Zero Latency provides systems for warehouse-scale, location-based VR experiences in cities across the world, letting you and up to seven others roam around a huge area with physical prop guns you can use in-game. It is kind of like a cooperative VR version of laser tag.
The idea is that you and your friends can move around freely in the warehouse, using a backpack PC to avoid tethered wires. Most of the experiences are co-op, but they also offer a fairly new PvP experience which we tried out in February. As a whole, we’ve had mixed results with Zero Latency in the past. The game design has been mixed in quality, and their original open-source-based VR headsets weren’t the greatest when used in conjunction with their proprietary tracking system.

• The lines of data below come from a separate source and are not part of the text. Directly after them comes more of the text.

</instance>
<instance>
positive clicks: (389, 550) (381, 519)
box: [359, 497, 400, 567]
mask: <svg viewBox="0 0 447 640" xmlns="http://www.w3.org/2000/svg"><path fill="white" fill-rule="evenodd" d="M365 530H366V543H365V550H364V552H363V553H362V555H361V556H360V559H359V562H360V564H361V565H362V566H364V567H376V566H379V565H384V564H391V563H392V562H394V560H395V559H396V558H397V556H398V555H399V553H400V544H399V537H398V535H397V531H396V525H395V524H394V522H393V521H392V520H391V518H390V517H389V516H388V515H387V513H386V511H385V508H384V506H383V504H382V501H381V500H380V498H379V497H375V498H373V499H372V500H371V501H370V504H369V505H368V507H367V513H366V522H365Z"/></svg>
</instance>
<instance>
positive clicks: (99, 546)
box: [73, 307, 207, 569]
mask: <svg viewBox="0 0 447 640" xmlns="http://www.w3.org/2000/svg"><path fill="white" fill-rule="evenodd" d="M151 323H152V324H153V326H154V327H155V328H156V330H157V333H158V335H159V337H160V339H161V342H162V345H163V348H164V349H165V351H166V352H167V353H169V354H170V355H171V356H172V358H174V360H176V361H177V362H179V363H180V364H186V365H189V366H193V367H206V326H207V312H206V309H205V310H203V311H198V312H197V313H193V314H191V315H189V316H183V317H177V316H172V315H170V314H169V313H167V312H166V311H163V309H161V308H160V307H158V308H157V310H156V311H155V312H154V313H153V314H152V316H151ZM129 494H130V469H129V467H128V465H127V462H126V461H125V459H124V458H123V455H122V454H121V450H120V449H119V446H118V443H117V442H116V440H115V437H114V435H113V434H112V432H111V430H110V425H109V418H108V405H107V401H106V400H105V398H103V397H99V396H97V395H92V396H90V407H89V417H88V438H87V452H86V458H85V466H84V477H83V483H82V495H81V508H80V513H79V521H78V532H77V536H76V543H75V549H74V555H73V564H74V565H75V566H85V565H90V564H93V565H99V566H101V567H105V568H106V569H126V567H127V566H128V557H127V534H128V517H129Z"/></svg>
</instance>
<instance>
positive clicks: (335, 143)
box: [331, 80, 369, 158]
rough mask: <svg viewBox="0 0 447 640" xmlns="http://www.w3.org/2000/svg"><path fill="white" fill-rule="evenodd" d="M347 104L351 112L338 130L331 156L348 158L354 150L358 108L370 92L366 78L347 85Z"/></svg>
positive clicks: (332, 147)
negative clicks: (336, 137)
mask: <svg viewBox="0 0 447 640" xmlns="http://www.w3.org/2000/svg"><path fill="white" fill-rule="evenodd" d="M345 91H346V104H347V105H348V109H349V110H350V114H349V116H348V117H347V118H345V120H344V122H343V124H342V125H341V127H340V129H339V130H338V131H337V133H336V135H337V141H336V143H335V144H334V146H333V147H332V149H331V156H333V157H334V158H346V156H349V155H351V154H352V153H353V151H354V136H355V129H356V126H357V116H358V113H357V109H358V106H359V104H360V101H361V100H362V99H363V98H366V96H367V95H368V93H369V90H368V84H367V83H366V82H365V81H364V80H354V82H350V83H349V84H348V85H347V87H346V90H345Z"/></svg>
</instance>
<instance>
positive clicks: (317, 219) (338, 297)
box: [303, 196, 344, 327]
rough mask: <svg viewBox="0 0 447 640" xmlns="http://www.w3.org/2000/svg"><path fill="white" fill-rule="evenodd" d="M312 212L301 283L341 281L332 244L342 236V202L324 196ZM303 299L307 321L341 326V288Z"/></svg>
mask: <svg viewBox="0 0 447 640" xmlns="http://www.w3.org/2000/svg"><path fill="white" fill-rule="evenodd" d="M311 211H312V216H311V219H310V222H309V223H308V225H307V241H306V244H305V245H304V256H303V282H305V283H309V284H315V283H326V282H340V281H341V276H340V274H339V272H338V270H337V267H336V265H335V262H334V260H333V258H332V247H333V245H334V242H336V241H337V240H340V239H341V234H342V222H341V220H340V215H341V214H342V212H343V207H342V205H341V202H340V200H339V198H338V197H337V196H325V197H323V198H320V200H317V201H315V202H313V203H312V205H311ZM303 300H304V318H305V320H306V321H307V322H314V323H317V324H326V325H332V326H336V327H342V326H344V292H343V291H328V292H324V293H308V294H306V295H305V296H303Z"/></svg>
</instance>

Zero Latency, however, announced they were going to overhaul the system away from the OSVR headsets to a second generation that uses HP hardware as part of a deal they struck earlier in the year. After my last visit a few months ago, Zero Latency invited me back to their North Melbourne location – one of a few that adopted the new Gen 2 system already.
The upgrade includes new HP computer backpacks and headsets. In some cases, that means the headsets will be HP Reverbs. For five of the current Gen 2-ready locations, however, the older HP VR headsets were used running Microsoft’s Mixed Reality system. The North Melbourne location was one of those five. Zero Latency says future upgraded locations will use Reverb.

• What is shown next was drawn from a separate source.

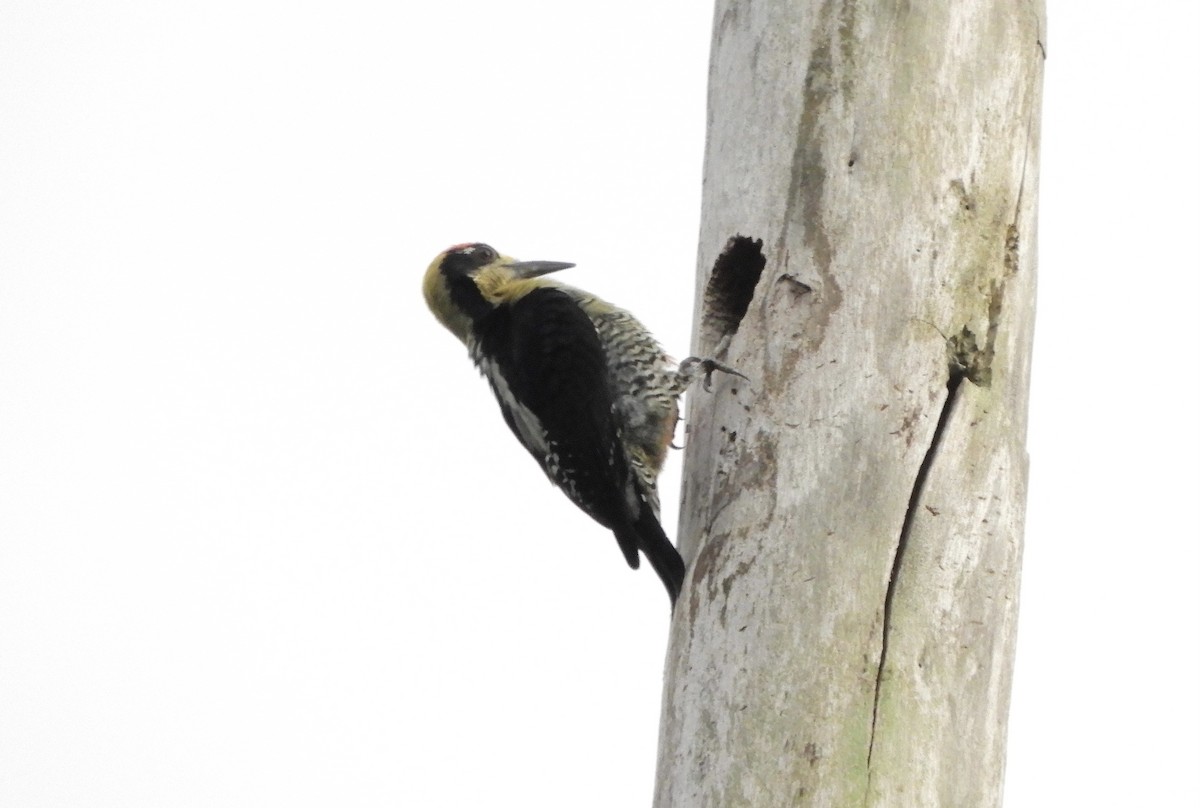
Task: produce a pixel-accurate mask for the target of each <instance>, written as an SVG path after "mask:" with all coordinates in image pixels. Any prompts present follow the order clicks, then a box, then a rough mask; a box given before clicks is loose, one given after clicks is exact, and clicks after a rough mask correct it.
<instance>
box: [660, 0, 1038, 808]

I asked Zero Latency CEO Tim Ruse why they chose to go with the Reverb, as opposed to other options.
“Probably the resolution and the quality,” he said. “It’s a really good headset and it’s pretty comfortable compared to other stuff that’s out there. And it goes really well with the HP backpack.”

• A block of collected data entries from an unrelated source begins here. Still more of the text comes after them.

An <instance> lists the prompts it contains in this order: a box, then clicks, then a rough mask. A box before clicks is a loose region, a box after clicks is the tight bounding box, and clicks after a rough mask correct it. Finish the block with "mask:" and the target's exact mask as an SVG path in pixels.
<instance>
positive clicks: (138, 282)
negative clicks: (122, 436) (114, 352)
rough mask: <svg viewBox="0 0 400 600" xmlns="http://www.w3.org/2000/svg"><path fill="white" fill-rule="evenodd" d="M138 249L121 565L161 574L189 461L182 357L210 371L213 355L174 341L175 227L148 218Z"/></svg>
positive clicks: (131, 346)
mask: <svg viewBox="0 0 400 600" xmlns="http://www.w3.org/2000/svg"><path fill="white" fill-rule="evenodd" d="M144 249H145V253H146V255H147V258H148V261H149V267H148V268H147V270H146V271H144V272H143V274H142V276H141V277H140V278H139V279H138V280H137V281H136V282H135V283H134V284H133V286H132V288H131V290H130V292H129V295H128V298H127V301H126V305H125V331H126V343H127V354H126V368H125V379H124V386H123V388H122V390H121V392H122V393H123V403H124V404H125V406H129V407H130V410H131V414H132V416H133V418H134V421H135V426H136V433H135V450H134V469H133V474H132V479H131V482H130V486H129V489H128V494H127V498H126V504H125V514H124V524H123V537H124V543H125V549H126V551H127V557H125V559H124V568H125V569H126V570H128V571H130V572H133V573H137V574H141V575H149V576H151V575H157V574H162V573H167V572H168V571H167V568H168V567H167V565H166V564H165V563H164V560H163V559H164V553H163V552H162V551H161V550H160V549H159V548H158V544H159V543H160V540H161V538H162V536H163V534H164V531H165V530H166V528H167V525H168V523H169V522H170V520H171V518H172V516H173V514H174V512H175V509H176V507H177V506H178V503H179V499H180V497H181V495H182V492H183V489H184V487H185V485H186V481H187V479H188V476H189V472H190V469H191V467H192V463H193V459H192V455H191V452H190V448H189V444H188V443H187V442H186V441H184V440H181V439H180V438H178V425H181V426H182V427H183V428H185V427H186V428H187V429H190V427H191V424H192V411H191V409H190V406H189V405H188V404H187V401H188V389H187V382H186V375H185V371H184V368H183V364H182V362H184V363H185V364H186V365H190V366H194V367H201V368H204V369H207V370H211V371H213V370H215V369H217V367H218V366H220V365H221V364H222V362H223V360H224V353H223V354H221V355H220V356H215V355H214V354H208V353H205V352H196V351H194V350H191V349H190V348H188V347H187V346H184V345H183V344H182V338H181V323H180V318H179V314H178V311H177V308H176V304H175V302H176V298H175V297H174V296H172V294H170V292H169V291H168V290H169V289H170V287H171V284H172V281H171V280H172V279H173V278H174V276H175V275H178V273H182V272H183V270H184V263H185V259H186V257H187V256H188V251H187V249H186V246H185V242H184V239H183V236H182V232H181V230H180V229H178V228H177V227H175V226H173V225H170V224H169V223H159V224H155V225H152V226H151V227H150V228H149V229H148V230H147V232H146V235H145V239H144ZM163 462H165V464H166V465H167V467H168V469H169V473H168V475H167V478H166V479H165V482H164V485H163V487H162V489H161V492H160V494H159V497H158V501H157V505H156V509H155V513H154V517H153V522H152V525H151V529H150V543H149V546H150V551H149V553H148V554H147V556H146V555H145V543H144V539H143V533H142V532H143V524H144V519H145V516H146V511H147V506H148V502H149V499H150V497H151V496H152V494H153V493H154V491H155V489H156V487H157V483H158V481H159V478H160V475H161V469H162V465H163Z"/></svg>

Ruse noted each of the 38 Zero Latency locations is run by a licensed owner and it is up to each location to choose their upgrade path.
The original Zero Latency system used OSVR headsets with a gun peripheral and glowing balls mounted on the top of both. Tracking was done externally for each player via overhead mounted cameras tracking the glowing balls. There are also blue patterns on the floor used to help determine position.
The HP headsets feature two outward facing cameras that provide inside-out tracking similar to an Oculus Quest, Rift S, Cosmos and others. According to Zero Latency, the new HP headsets still use the existing blue patterns on the floor to help determine your position in the play area and relative to others but, crucially, all of this tracking is all done on the players’ headset alone and no longer uses the external cameras mounted overhead from the Gen 1 system. The headset’s inside-out tracking system also tracks a Windows controller mounted to the gun prop, instead of the old glowing balls.
“The gun is essentially [now] locally tracked,” he said. “Before, it was the positions travelling through the tracking system and back out. Whereas, your perception of the gun is [now] all local. It’s going all through the WMR tracking specifically, not out through an external tracking system. It feels way snappier.”
I could really feel the difference and it is one of the most noticeable improvements of the new system. The guns now feel snappy and sharp with low latency. Most important, they feel really fun to use. I felt in control of my aim the whole time and I didn’t get as frustrated with aiming as I did in the old system. The gun-play seemed much more skill-based and I was talking long range shots that didn’t seem possible with the original OSVR setup.
Inside Out Arena Scale Limitations
While I found the overall experience improved with the HP-based system compared with the first generation of Zero Latency, I also noted limitations. There were a few instances, for example, where a player’s gun would appear lodged in the ground, far away from where they were standing with the prop. The fix was to just look directly at the gun prop and move it around a bit.
My head movement also seemed susceptible to occasional frame drops and momentary freezes. Fast actions also resulted in my movements sometimes feeling like they were smoothed over, or “averaged out”, when translated back onto the screen – the finer detail and incremental movements of my head sometimes felt like they were lost in translation during a big sweeping motion. When I approached a physical wall, the positional tracking went haywire. Despite all this, I did find the overall experience to be quite a bit better than the first generation — a change likely attributable to the abandonment of OSVR hardware.
I would expect some casual VR players to come away impressed by the upgrade. The gun props feels much more responsive and the experience is notably more fun because of that. But there are still more improvements needed to iron out occasional tracking glitches in an inside-out-based system at this scale.